To pursue this race to ever faster throughputs, and maintain a lead over 4G, in 2010 the first WiGig specification was published. Through the use of higher frequencies (60 GHz), this technology offers very high speeds (6.8 Gb/s), though at the cost of a very short range (only 10 m). The first actual deployments of WiGig should soon be rolled out, but in principle this technology is only likely to be used in very specific cases. For example, it could quite well be used in communication technology for streaming to a TV an HD video stored on a smartphone, via Google Chromecast. Yet its short range means that you’re not likely to be able to use it for browsing the web from your bedroom! This means it is very much a niche technology.
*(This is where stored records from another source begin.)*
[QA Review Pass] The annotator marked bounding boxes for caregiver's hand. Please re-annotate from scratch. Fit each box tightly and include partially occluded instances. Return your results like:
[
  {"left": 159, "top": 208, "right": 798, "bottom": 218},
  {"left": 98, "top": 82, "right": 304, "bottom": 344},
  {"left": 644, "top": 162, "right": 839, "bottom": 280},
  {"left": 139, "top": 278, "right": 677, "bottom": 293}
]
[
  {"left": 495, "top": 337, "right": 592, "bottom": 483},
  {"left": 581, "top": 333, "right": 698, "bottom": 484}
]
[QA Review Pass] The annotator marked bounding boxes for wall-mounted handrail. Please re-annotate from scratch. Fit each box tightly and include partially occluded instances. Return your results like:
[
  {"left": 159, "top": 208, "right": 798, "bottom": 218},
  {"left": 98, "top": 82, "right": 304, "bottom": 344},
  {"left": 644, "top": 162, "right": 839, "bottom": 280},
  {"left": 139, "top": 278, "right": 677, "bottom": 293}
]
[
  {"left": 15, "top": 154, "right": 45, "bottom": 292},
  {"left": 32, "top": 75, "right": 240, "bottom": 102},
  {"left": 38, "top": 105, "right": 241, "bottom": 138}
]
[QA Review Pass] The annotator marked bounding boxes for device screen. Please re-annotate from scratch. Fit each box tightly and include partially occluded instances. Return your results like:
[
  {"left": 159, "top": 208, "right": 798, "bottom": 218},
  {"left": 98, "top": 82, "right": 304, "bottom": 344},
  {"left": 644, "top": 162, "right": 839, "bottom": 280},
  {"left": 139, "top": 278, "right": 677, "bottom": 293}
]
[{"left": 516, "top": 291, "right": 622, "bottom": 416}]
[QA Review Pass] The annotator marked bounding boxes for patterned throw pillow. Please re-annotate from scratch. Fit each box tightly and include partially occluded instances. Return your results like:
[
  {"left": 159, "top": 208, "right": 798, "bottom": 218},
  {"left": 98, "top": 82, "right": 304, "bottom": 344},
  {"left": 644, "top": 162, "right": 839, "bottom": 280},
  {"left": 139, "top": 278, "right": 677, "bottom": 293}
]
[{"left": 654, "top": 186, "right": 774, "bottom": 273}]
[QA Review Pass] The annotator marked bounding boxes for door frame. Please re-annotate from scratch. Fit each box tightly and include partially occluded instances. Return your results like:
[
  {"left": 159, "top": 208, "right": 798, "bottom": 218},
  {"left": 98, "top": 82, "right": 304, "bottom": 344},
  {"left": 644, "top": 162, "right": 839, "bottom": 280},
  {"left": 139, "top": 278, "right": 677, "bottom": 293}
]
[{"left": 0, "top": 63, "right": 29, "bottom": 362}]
Optimum coverage with LoRa and Sigfox
One of the major challenges of communication technologies is not necessarily about how to connect ever faster, but how to connect objects that are not yet connected (and bring about the much-vaunted IoT (Internet of Things)). This involves other factors aside from data speeds: broader, more stable and less energy-intensive coverage. Testament to this are the many network deployment initiatives at 0.9 GHz, such as LoRa and Sigfox. The latter has in a very short space of time covered practically all of France (outdoors), with its very low energy needs but a speed of a mere 0.16 bits per second: one billion times slower than WiGig!
HaLow: the new Wi-Fi standard
The Wi-Fi Alliance could not ignore the topic of IoT and has therefore logically decided to extend Wi-Fi to this same frequency band, with the 802.11ah specification, dubbed “HaLow”. This standard offers greater range than its forebears (up to 1 km), less power consumption, improved facility to traverse obstacles (walls, trees, etc.), and therefore more uniform coverage along with data speeds which – although 1000 times slower than WiGig – are perfectly adequate for a wide range of uses.
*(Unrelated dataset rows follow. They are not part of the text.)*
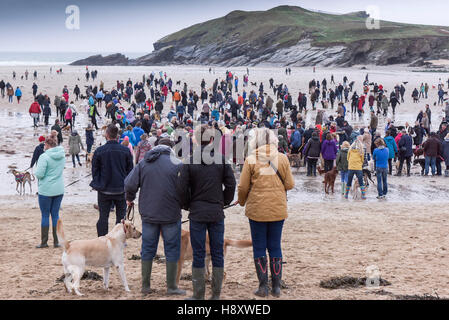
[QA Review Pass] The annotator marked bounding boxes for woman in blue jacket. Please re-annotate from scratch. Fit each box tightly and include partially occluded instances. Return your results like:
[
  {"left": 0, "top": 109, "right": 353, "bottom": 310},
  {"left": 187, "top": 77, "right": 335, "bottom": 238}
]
[
  {"left": 383, "top": 130, "right": 398, "bottom": 175},
  {"left": 15, "top": 87, "right": 22, "bottom": 103},
  {"left": 121, "top": 125, "right": 137, "bottom": 147},
  {"left": 373, "top": 138, "right": 389, "bottom": 199}
]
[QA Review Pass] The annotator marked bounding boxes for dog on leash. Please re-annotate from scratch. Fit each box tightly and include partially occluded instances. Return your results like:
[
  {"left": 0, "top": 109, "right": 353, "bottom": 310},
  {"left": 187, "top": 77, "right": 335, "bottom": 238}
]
[
  {"left": 176, "top": 229, "right": 252, "bottom": 285},
  {"left": 287, "top": 153, "right": 302, "bottom": 171},
  {"left": 8, "top": 169, "right": 34, "bottom": 195},
  {"left": 322, "top": 167, "right": 338, "bottom": 194},
  {"left": 413, "top": 158, "right": 426, "bottom": 175},
  {"left": 62, "top": 124, "right": 71, "bottom": 133},
  {"left": 85, "top": 152, "right": 94, "bottom": 168},
  {"left": 57, "top": 219, "right": 141, "bottom": 296}
]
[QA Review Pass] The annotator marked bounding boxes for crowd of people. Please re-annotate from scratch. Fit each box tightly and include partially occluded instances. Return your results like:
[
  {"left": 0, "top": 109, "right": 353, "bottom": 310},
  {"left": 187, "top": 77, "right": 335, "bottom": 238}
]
[{"left": 3, "top": 66, "right": 449, "bottom": 299}]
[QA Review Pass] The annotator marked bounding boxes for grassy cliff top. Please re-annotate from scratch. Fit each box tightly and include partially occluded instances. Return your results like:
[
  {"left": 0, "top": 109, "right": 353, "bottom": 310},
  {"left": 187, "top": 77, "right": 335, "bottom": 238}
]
[{"left": 155, "top": 5, "right": 449, "bottom": 48}]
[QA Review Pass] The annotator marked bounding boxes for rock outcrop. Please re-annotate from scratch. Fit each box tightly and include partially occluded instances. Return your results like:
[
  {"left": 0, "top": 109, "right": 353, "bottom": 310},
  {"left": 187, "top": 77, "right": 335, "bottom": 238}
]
[{"left": 70, "top": 53, "right": 129, "bottom": 66}]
Far from offering direct competition to Sigfox and LoRa, Wi-Fi HaLow targets a different type of usage (higher speed, shorter range, greater energy required), and will no doubt start to appear on the markets for wearables, connected home appliances, etc.
The progress made in terms of connectivity (with 4G in particular) might have led to speculation that one technology would supplant all others and reign supreme. Quite the opposite is in fact occurring, with many connectivity technologies coming to the fore, so that according to each object, each context and each need the most appropriate technology is used for communication.